Nonostante le credenze popolari, bere acqua “dura”, ovvero ricca di calcare non porta alla formazione di calcoli renali, che sono costituiti da una molecola diversa, l’ossalato di calcio. Anzi, bere acque ricche di carbonato di calcio fa bene all’apparato osseo e cardiocircolatorio. Quello che i medici raccomandano per evitare la formazione di calcoli è bere molta acqua durante tutto il corso della giornata.
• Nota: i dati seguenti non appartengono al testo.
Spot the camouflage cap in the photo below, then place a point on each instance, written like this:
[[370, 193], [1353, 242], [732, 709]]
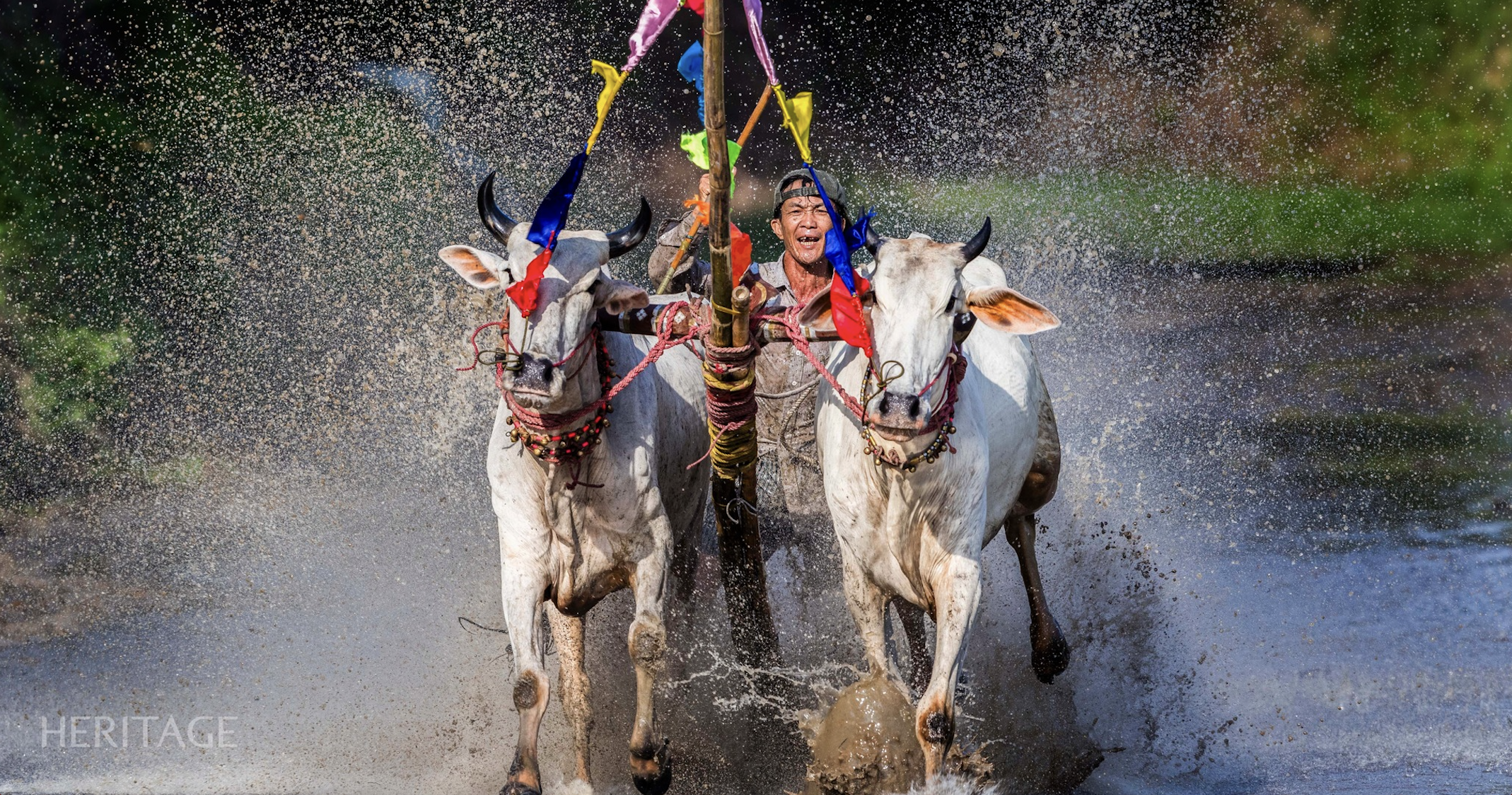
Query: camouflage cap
[[832, 186]]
Che l’acqua minerale acquistata in bottiglia sia migliore di quella di rete (nel senso di “meno dura”) non è necessariamente vero. Tutto dipende dal suo residuo fisso a 180 °C, che le fa classificare in minimamente mineralizzate (tra 20 e 50 mg/l), oligominerali (tra 50 e 500 mg/l), medio minerali (501 e 1.500 mg/l) e ricche di sali minerali (oltre i 1500 mg/l). La maggior parte delle acque di rubinetto in Italia sono oligominerali, quindi meno dure di alcune acque in bottiglia – come si può sempre individuare dall’etichetta. Caso mai, l’acqua di rete può non piacere per il gusto, ma questo è un discorso diverso rispetto a quello della durezza. La quantità di calcare può essere eventualmente diminuito con l’utilizzo di caraffe munite di filtri costituite da un misto con resine a scambio ionico e carboni attivi, che insieme lavorano su parti diverse dell’acqua e ne abbassano notevolmente la durezza.